26.  Identify the following:  The acceleration that a net force produces on an object is inversely
        proportioanl to that object's mass.
27.  Draw a planar diagram showing Mars at western quadrature; Venus at greatest eastern
        elongation;  Mercury at superior conjunction.
28.  Compute what time Saturn rises when its elongation is 135 degrees E.  Show the step by step
        details of your calculation as shown in the example in Chapter 2 on the web.
29.  Draw a diagram showing 1) Jupiter at conjunction, 2) Mars at opposition, 3) Mercury at
        greatest eastern elongation, and 4) Venus at inferior conjunction.
30.   When is an asteroid  not  a dwarf planet ?

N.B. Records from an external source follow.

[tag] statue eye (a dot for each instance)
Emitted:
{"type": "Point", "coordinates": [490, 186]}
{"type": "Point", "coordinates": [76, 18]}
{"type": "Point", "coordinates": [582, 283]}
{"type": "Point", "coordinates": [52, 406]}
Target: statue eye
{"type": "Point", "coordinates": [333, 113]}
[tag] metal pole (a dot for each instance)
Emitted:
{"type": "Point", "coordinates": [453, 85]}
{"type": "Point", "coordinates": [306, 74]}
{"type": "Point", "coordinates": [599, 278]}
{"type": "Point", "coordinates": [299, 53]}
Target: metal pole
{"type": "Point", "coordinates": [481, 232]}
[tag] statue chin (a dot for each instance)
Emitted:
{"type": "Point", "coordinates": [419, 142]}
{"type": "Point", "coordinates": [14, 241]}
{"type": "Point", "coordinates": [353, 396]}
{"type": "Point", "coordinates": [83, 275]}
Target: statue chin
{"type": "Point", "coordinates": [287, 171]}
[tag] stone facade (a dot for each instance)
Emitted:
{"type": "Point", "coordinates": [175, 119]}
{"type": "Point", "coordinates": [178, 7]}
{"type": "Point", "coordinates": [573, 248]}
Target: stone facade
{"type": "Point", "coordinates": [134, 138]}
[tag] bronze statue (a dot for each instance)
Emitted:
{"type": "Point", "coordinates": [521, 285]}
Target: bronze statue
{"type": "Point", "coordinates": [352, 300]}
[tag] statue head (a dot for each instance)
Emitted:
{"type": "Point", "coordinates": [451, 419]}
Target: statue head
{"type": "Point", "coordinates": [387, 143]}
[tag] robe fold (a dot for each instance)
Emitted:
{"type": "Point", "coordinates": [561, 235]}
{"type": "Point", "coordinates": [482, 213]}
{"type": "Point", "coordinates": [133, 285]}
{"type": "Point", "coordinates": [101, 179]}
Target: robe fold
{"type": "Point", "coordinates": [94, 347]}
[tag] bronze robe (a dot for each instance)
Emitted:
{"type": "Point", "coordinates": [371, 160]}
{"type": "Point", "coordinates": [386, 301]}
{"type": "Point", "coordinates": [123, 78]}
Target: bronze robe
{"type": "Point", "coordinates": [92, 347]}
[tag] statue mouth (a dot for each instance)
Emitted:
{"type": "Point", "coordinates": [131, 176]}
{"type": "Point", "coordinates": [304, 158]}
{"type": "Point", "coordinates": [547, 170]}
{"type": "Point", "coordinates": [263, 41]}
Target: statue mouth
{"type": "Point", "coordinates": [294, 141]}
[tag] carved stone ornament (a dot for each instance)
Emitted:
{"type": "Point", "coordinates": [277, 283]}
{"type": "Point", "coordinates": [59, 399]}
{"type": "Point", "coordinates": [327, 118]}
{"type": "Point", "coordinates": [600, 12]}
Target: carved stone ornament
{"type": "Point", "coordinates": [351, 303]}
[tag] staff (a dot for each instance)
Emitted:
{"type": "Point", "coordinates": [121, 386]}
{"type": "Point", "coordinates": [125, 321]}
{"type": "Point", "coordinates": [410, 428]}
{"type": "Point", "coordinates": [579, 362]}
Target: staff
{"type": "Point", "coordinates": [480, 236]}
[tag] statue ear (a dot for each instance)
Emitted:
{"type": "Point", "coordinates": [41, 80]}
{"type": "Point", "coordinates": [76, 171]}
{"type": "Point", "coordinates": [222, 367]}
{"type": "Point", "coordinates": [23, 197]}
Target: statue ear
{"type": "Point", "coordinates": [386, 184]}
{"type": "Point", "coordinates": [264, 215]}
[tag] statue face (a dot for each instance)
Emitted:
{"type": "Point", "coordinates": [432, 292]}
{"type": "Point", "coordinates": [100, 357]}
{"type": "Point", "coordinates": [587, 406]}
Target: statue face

31.   What is the numerical value for the radius of the Solar System in AU?
32.   What are the names of the dwarf planets?
33.   What are the cirteria that are used to classify an object as a dwarf planet?
34.   When is a TNO not considered to be a KBO?
35.   When was the first TNO discovered other than Pluto?

36.   What did Herschel discover and when?
37.   Who made the most precise positional measurements of the planets before the introduction
        of the telescope and when was this?
38.   Who discovered the planet Neptune and when?
39.   What is a KBO?
40.   Who discovered the first asteroid and when?

Also study the homework questions in the Announcements doocument on line.

End of file.

The following, in blue, are not on test 1.

ecliptic poles, obliquity of the ecliptic and tilt of the Earth's axiis
Sun's apparent motion along the ecliptic. Changing diurnal circles of the Sun. (Lab. Ex. 7.0).
The equinoxes and solstices.

obliquity of the ecliptic, vernal equinox., ecliptic poles, obliquity of the ecliptic

Know the RA and declination of the Sun when it is at the equinoxes and solstices.
Cause of the Seasons, Angle of incidence, length of daylight.
 

Be able to locate the Sun on the ecliptic for any day of the year.

42.  Use the diagram in Chapter 3, sec. D to determone the constellation in
      which the Sun is located on November 22.
43.  Locate the Sun on July 21 in the rectangular star chart in Chapter 3,
       sec. D
44.  What is the RA and Dec. of the Sun on July 21 as determined from the
      the same chart in the above question.

41.  What casues the RA and Dec. of the Sun to change from day to day?